Andrade-Loarca Héctor, Kutyniok Gitta, Öktem Ozan
Institut für Mathematik, Technische Universität Berlin, 10623 Berlin, Germany.
Fakultät Elektrotechnik und Informatik, Technische Universität Berlin, 10587 Berlin, Germany.
Proc Math Phys Eng Sci. 2020 Nov;476(2243):20190841. doi: 10.1098/rspa.2019.0841. Epub 2020 Nov 25.

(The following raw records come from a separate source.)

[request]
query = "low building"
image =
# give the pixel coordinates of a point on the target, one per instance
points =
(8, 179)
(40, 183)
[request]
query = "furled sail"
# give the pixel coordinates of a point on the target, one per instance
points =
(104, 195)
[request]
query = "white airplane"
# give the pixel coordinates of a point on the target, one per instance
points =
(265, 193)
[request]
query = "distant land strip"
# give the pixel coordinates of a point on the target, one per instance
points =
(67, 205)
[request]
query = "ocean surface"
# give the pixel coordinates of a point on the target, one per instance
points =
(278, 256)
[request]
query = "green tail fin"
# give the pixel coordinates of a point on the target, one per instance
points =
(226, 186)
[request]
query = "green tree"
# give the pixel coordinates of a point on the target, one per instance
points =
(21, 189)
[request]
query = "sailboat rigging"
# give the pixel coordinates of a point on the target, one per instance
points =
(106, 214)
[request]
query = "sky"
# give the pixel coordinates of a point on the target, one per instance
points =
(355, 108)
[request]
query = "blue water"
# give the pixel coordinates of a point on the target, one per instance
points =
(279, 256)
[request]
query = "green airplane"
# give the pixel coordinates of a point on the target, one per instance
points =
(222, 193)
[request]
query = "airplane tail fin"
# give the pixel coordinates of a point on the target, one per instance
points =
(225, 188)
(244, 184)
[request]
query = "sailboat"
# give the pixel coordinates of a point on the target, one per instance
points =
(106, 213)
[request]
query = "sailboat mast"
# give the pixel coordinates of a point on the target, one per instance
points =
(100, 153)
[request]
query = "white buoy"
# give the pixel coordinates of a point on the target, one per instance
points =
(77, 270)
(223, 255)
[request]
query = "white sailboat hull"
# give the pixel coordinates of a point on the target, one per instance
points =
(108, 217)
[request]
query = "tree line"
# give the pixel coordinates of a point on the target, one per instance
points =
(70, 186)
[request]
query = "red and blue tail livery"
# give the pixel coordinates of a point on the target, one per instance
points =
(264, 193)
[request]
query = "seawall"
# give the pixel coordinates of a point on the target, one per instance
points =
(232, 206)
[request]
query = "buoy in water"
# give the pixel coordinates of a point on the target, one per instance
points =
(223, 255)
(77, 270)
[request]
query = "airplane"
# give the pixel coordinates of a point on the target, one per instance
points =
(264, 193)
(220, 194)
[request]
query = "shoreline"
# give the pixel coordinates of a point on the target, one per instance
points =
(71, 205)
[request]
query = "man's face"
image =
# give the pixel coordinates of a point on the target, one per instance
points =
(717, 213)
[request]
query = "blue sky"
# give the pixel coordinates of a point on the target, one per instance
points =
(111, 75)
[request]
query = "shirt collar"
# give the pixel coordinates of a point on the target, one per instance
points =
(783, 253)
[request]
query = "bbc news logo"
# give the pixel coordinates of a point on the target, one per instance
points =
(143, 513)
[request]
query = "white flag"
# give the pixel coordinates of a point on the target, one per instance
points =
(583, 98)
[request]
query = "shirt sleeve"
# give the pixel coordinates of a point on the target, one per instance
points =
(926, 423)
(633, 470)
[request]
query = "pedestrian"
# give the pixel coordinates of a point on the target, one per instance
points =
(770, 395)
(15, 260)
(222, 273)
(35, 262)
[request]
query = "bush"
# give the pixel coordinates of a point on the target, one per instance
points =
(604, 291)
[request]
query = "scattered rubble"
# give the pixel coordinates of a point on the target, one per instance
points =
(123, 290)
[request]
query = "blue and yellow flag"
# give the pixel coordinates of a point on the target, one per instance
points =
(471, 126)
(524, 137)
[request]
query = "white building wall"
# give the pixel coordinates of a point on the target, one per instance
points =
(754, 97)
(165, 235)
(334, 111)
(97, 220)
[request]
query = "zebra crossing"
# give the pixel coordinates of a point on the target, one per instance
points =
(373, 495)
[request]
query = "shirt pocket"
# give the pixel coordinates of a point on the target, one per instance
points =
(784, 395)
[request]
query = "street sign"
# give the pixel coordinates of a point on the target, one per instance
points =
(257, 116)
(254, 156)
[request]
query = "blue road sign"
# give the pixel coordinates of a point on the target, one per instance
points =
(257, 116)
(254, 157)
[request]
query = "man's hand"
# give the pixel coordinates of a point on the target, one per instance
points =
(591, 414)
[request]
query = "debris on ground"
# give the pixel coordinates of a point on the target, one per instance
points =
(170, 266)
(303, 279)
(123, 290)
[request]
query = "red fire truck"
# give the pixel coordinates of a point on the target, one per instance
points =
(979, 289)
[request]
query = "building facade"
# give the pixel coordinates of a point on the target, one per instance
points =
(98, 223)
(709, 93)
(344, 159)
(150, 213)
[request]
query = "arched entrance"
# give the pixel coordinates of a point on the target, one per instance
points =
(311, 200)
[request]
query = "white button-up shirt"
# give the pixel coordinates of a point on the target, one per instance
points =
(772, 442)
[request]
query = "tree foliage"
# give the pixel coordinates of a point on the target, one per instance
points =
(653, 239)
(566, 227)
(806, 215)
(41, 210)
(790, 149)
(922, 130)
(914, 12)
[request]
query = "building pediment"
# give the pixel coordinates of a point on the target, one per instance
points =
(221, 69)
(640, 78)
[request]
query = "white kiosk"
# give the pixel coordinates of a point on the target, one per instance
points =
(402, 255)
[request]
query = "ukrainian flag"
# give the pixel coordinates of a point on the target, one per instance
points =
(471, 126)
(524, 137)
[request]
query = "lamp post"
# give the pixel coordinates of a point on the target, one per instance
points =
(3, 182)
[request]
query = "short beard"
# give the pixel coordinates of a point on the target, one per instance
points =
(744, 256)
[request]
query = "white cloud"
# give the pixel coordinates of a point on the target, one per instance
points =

Semantic edge detection has recently gained a lot of attention as an image-processing task, mainly because of its wide range of real-world applications. This is based on the fact that edges in images contain most of the semantic information. Semantic edge detection involves two tasks, namely pure edge detection and edge classification. Those are in fact fundamentally distinct in terms of the level of abstraction that each task requires. This fact is known as the distracted supervision paradox and limits the possible performance of a supervised model in semantic edge detection. In this work, we will present a novel hybrid method that is based on a combination of the model-based concept of shearlets, which provides probably optimally sparse approximations of a model class of images, and the data-driven method of a suitably designed convolutional neural network. We show that it avoids the distracted supervision paradox and achieves high performance in semantic edge detection. In addition, our approach requires significantly fewer parameters than a pure data-driven approach. Finally, we present several applications such as tomographic reconstruction and show that our approach significantly outperforms former methods, thereby also indicating the value of such hybrid methods for biomedical imaging.
语义边缘检测作为一项图像处理任务,近来备受关注,主要因其在现实世界中有广泛应用。这基于图像中的边缘包含了大部分语义信息这一事实。语义边缘检测涉及两项任务,即纯边缘检测和边缘分类。实际上,就每项任务所需的抽象层次而言,这两项任务有着根本区别。这一事实被称为注意力分散监督悖论,它限制了监督模型在语义边缘检测中的可能性能。在这项工作中,我们将提出一种新颖的混合方法,该方法基于剪切波的基于模型的概念(它能为一类图像模型提供可能最优的稀疏近似)与适当设计的卷积神经网络的数据驱动方法相结合。我们表明,该方法避免了注意力分散监督悖论,并在语义边缘检测中取得了高性能。此外,与纯数据驱动方法相比,我们的方法所需参数显著更少。最后,我们展示了诸如断层重建等几个应用,并表明我们的方法明显优于以前的方法,从而也表明了这种混合方法在生物医学成像中的价值。